Şikayet dilekçesi baştan sona okunduğunda, Şikayetçinin hukuku araç kılarak kendi anayasaya aykırı faaliyetlerine dini kılıf uydurma ve siyasi destek arama çabası güttüğü, bunu yaparken de düşmanlık, nefret ve husumetle saldırmaya çalıştığı, aynı şekilde hukuku bu kadar zorlamasının ve gayet makul eleştiriler arasından sadece müvekkilimizin eleştirilerini seçerek bu eleştirilerden birden fazla suç çıkarmaya çalışmasının müvekkilimize karşı güdülen özel düşmanlık ve husumetten kaynaklandığı açıkça görülmektedir.

Haksız ve temelsiz şikayete konu olayda da üst düzey bir kamu görevlisi olan ve dolayısıyla yaptığı tüm faaliyetlerin sorgulanmasında kamu yararı bulunan şikayetçi Mehmet Sarı’nın resmi üniforma ve makam aracıyla mesai saatleri içinde anayasaya aykırı faaliyetlerde bulunduğu, bu faaliyetlerin 15 Temmuz 2016 tarihindeki hain darbe kalkışmasından da görüldüğü üzere, kamu düzeni ve toplumsal menfaat bakımından büyük tehlike oluşturduğu, üst düzey bir kamu görevlisi olan Mehmet Sarı’nın sıradan bir insana bakarak daha ağır, rahatsız edici, kışkırtıcı, hatta saldırgan ifadelerle eleştirilebileceği ve özel hayat alanının sıradan bir insana bakarak çok dar yorumlanması gerektiği tartışmasızdır.

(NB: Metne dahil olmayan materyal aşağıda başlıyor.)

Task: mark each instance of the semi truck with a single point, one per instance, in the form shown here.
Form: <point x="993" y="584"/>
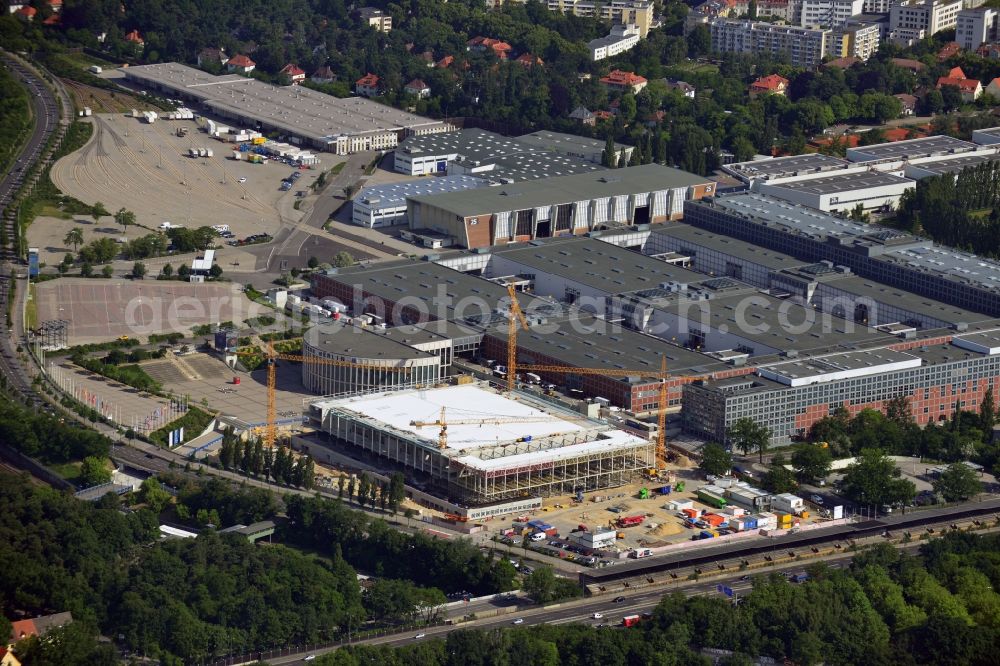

"KOVUŞTURMAYA YER OLMADIĞINA KARAR VERİLSİN"

Kamu görevi yürütmüş kişilerin Anayasa'ya aykırı faaliyetlerinin eleştirilmesi değil, temelsiz şikayet dilekçesinde yapılmaya çalışıldığı gibi din sömürüsünün ve siyasi destek arama çabasının din ve vicdan hürriyetini ortadan kaldıracağı dikkate alınarak maddi ve manevi hiçbir unsurunun oluşmadığı açık olan üç ayrı suç bakımından da kovuşturmaya yer olmadığına dair karar verilmesini talep ederiz.” (ANKA)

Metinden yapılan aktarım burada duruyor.